First, you have to create a text file and save the text file in the same directory where you will save your python program. Because once you specify the file name for opening it the interpreter searches the file in the same directory of the program. Make sure you have created and saved the file in proper directory.

The algorithm we are going to follow is quite simple first we open the file then we read the contents we will see how many times each word is repeated and store them in a variable called count. Then we check it with the maximum count which is initialized as zero in the beginning. If count is less than maximum count we ignore the word if it is equal we will place it in a list. Otherwise, if it is greater then we clear the list and place this word in the list.

Let us start with initializing variables and opening file

fname=input["enter file name"]
count=0             #count of a specific word
maxcount=0          #maximum among the count of each words
l=[]                #list to store the words with maximum count
with open[fname,'r'] as f:

we have opened the file as f and we will be using f whenever we have to specify the file.

Now we have to read the contents. We have many techniques for that as we have previously discussed. But, the thing is that we should take the most reliable one for our task. As we are concerned with the words of the file, it would be better if we read the entire contents. And, then we split the string into a list with the words in the string using split method.

Reading contents:

with open[fname,'r'] as f:
    contents=f.read[]
    words=content.split[]

Finding the most frequent word:

Now, we have all the words in a list we will implement the algorithm discussed early

for i in range[len[words]]:
    for j in range[len[words]]:
        if[words[i]==words[j]]:        #finding count of each word
            count+=1
        else:
            count=count
        if[count==maxcount]:          #comparing with maximum count
            l.append[words[i]]
        elif[count>maxcount]:         #if count greater than maxcount
            l.clear[]
            l.append[words[i]]
            maxcount=count
        else:
            l=l
        count=0
print[l]                              #printing contents of l

Now, we have the most frequent words in the list ‘l’ that will be printed at last.

Output:

Let us consider you have a text file with contents like this

Hi, friends this program is found in codespeedy.
This program works perfectly

Then your output will be

[program]

Hope you like this session guys.

How do I find the most frequent words in a file?
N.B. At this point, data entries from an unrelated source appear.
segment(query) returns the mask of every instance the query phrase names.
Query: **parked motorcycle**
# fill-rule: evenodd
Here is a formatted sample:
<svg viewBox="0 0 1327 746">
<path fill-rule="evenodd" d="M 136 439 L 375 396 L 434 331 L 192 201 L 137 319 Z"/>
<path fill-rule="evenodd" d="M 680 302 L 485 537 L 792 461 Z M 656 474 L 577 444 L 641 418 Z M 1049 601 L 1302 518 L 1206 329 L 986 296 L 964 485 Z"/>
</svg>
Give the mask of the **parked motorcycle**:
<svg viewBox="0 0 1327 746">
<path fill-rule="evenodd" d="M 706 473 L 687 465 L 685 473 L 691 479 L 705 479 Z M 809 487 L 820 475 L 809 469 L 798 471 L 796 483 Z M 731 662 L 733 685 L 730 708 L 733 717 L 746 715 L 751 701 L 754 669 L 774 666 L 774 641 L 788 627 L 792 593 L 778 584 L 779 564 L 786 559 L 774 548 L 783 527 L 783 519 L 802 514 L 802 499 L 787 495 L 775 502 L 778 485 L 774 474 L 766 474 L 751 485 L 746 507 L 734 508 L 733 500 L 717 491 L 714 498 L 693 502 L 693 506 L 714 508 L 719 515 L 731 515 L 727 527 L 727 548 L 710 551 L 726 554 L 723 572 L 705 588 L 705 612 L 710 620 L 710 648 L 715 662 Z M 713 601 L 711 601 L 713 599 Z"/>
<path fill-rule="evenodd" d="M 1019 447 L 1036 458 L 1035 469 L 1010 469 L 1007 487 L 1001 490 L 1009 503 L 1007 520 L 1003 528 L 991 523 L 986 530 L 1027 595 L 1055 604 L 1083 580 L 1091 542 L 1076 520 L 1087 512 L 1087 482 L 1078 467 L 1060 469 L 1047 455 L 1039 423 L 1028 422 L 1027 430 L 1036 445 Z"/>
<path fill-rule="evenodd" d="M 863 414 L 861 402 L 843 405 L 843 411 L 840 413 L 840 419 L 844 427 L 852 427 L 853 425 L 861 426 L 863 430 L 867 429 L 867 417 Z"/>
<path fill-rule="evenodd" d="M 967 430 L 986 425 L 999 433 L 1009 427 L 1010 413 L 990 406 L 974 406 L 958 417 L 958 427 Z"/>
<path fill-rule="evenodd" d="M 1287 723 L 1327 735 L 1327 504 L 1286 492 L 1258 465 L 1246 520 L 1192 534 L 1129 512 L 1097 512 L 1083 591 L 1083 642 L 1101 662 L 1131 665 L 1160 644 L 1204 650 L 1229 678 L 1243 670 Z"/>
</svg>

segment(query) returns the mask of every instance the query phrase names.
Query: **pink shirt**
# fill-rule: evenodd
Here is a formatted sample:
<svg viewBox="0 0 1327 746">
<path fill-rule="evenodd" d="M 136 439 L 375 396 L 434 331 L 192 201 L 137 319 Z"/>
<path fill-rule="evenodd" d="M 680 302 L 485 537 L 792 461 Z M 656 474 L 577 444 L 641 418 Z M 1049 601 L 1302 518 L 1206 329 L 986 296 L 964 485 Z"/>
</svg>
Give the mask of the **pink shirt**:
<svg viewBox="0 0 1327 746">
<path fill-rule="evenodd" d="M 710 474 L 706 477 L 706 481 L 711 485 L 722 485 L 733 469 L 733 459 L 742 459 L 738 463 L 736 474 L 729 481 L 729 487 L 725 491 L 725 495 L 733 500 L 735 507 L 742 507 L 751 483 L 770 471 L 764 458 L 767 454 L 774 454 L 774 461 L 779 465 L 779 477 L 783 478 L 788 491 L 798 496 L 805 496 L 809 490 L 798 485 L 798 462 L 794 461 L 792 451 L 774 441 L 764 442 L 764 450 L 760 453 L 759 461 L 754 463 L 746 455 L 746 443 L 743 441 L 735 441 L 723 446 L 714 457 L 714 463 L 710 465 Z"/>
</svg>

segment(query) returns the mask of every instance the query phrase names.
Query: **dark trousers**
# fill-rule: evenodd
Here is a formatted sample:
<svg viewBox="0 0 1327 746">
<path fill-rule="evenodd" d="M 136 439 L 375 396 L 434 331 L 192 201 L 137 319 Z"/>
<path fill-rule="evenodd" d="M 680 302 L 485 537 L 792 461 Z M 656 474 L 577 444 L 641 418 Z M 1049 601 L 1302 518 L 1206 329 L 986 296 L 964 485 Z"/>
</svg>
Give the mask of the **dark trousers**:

This can be done by opening a file in read mode using file pointer. Read the file line by line. Split a line at a time and store in an array. Iterate through the array and find the frequency of each word and compare the frequency with maxcount.

How do I print the most repeated words in Python?

Method #3: Using list[] and Counter[] Append all words to empty list and calculate frequency of all words using Counter[] function. Find max count and print that key.

How do I find the most frequent words in a string?

Check if a large number is divisible by 11 or not..

Difference of two large numbers..

Maximum segment value after putting k breakpoints in a number..

Calculate maximum value using '+' or '*' sign between two numbers in a string..

Multiply Large Numbers represented as Strings..

Most frequent word in an array of strings..

How do I find the most common data in Python?

Use the max[] Function of FreqDist[] to Find the Most Common Elements of a List in Python. You can also use the max[] command of FreqDist[] to find the most common list elements in Python. For this, you import the nltk library first.